GL: I’m thinking of the series of exhibitions Impermanent Durations that you had with David Thomas and Beth Harland between 2016-19. From what I understand, these exhibitions took place in three different gallery spaces and were largely set up on the spot in-situ. Did these conditions require a different sort of improvisation? 

IW: Impermanent Durations was an ‘education’. I had to be on my toes as the critical aspect of putting one work next to another was always a considered form between restraint and minute adjustment. It was about surprising the senses. There was a lot of planning but the phenomenology of looking became the end-all of any decision. That was the task. And we did disagree, but working with Thomas, Harland and Lisbon was like playing music in a band where each of us understood the same kind of music and instrumentation we had to be responsible for. The key to the success of the project was how we utilised space and height in a given space. I also became good at packing paintings in suitcases!

 

GL: In our conversations, you often mention ‘doubt’ as an important quality that you value as an artist. Why is that? Do you think there is an inherent relationship between doubt and the space of improvisation and abstraction that draws you to this way of making? 

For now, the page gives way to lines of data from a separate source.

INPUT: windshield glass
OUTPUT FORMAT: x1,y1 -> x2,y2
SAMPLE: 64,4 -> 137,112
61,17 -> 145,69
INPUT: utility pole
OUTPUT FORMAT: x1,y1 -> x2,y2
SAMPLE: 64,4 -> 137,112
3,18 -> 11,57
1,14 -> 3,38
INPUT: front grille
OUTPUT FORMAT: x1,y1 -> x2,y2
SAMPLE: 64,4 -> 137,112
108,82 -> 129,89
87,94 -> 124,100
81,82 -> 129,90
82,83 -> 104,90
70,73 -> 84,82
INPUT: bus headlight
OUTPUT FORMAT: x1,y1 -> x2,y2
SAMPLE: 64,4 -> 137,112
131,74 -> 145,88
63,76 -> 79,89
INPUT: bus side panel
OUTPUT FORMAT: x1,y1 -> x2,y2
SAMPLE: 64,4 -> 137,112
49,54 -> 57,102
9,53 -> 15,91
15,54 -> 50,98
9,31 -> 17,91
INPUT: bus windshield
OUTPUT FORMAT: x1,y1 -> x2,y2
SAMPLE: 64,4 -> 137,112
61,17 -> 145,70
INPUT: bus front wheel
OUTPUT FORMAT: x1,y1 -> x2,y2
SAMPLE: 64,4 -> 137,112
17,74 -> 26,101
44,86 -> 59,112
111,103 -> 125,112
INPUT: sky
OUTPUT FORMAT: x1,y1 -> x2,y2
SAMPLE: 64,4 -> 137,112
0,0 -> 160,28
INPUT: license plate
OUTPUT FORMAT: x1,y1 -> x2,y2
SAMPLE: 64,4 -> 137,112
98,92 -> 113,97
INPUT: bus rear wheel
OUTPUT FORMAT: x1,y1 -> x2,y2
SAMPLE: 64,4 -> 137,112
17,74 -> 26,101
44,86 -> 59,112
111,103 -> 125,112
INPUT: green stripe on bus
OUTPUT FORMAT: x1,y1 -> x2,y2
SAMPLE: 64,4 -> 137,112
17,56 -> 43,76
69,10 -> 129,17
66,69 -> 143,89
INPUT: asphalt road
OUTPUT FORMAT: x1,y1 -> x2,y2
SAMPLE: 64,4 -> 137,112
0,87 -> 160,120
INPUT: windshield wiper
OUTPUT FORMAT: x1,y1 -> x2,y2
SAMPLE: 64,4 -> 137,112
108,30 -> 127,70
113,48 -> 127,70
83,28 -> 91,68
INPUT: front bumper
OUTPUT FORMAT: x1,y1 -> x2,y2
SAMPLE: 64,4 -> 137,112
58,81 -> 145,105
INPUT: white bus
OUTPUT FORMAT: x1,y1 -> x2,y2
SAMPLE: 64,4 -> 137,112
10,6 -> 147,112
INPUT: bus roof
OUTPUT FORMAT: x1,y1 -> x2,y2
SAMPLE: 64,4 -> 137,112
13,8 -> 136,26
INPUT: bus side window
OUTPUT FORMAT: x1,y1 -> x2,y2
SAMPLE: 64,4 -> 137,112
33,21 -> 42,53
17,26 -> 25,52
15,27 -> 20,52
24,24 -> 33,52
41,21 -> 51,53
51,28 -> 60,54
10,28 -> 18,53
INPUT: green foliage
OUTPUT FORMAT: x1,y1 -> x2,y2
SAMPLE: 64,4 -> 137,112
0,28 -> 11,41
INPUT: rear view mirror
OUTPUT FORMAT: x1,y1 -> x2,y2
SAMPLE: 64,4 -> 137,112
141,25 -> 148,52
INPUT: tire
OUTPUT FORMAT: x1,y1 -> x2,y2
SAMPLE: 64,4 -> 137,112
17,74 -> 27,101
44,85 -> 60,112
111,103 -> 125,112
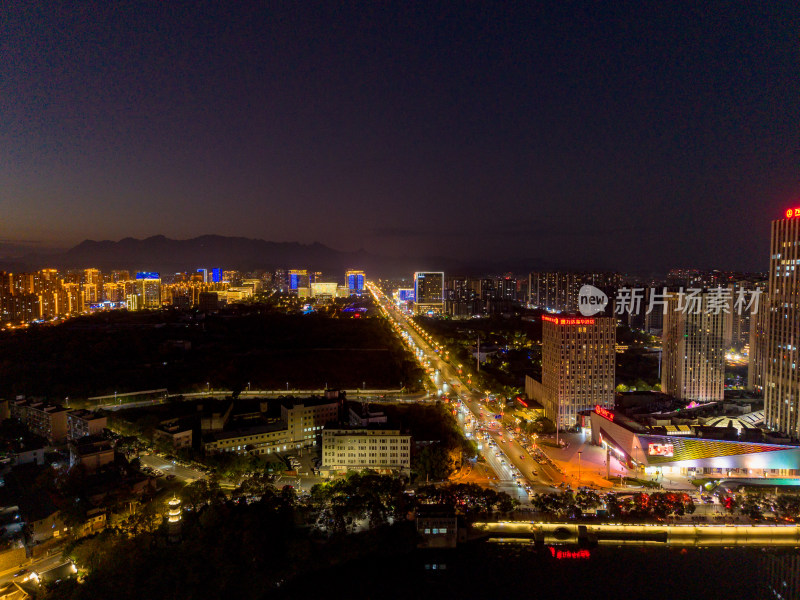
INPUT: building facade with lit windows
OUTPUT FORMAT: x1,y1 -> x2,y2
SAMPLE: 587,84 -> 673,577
135,271 -> 161,308
203,398 -> 341,454
534,315 -> 617,429
414,271 -> 444,315
320,426 -> 411,475
589,407 -> 800,478
764,208 -> 800,439
661,292 -> 727,402
344,271 -> 367,296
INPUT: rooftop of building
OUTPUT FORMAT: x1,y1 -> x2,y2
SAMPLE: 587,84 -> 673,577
279,396 -> 339,408
594,396 -> 796,445
67,408 -> 106,421
322,423 -> 409,435
203,420 -> 288,442
72,435 -> 114,456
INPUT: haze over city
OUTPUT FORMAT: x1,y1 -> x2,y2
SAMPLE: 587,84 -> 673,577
0,0 -> 800,600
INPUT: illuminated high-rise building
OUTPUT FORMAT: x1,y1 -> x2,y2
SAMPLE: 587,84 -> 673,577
764,208 -> 800,438
83,269 -> 103,285
135,271 -> 161,308
414,271 -> 444,315
288,269 -> 310,294
63,283 -> 83,315
661,292 -> 730,402
533,315 -> 617,429
344,271 -> 365,296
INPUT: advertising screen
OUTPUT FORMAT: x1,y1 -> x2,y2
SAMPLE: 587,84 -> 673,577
647,444 -> 675,456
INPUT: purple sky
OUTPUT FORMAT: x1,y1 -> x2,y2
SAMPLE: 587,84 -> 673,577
0,2 -> 800,270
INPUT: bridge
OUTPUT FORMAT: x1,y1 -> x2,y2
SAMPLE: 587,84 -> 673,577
471,521 -> 800,547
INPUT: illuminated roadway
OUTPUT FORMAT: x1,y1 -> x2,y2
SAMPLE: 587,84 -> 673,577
367,282 -> 564,503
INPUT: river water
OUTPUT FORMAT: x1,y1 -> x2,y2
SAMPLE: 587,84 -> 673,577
284,542 -> 800,600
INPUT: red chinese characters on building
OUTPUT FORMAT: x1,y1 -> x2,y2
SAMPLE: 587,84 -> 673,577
542,315 -> 594,325
550,547 -> 591,560
594,404 -> 614,421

IW: Not being sure is an important element in improvisation and one needs to react immediately when the process begins. I am an abstract painter and it’s an important statement in relation to doubt because I am dealing with constructing shape and colour through the intuitive passing of time.  Moment after moment during the process of painting, I am making minute decisions with shape and colour depending on the experience of my mind, body and cognition. But the painting knows better than me, it surprises me with my best laid intentions. I may think of applying a large gestural mark, but when it happens, it may not look like what I had intended, but it can challenge me to discover another direction that is even more interesting. Like a game, every painting lays out a set of problems that needs solutions. 

Doubt is part of life. One cannot do it on purpose, it begins with nervous energy. So many things cross my mind when making a painting – I will do this; it is already doing that; I will not look at it for a while; I will return to it in a few days; I want to forget about it. But it always gets better and clearer through me staying with it, listening to it, which is why I am in it for the long haul. I am committed.